We all know the old adage – patience is a virtue.
And for local drivers who find themselves sharing the road with farmers, it could be the virtue that keeps you and your vehicles from harm.
Planting season is an exciting time for farmers in the Valley.
But it’s also a time when they share the roads with other drivers while navigating equipment between fields, which can be dangerous when those drivers don’t accommodate them.
“We’re on the defense on this,” said Vigo County Farm Bureau President Marty Evans. “But they come up on us pretty fast, and sometimes they don’t realize the situation that we’re all getting into.”
Brad Burbrink says drivers should be prepared for a slower and more vigilant commute if they know they’re driving through farming territory.
“When you fasten your seatbelt, be thinking ‘hey, I need to keep extra caution because there’s gonna be slow moving vehicles on the highways and on the county roads’,” said Burbrink.

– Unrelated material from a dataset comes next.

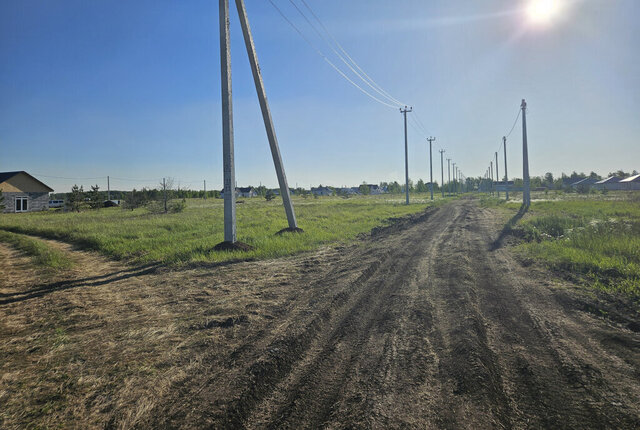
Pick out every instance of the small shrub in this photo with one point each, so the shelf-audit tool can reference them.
(269, 195)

Burbrink says rural roads offer challenges based on elevation of terrain as well as mere space.
“A lot of the issues are there’s not a lot of room or shoulders on the side of the roads and our equipment is tall and it’s long and it’s heavy,” said Burbrink.
Burbink adds that left turns are a huge problem, as drivers think farmers are slowing down to let them pass, when they’re actually just slowing to make those tricky, wide turns.
In the end, it’s all about everyone making it to their destinations safely, even if it means a few more minutes in the car.
“Just a little bit of patience on the roads goes a long way in helping us get to our job and helps get you to your job too,” said Evans.
Evans says that farmers have added more and more lights to their equipment over the years, which gives other drivers more time to acclimate to the farmer’s slower speed.
Planting season should be completed by the end of May, according to Evans, and then there will be less farm equipment on the roads.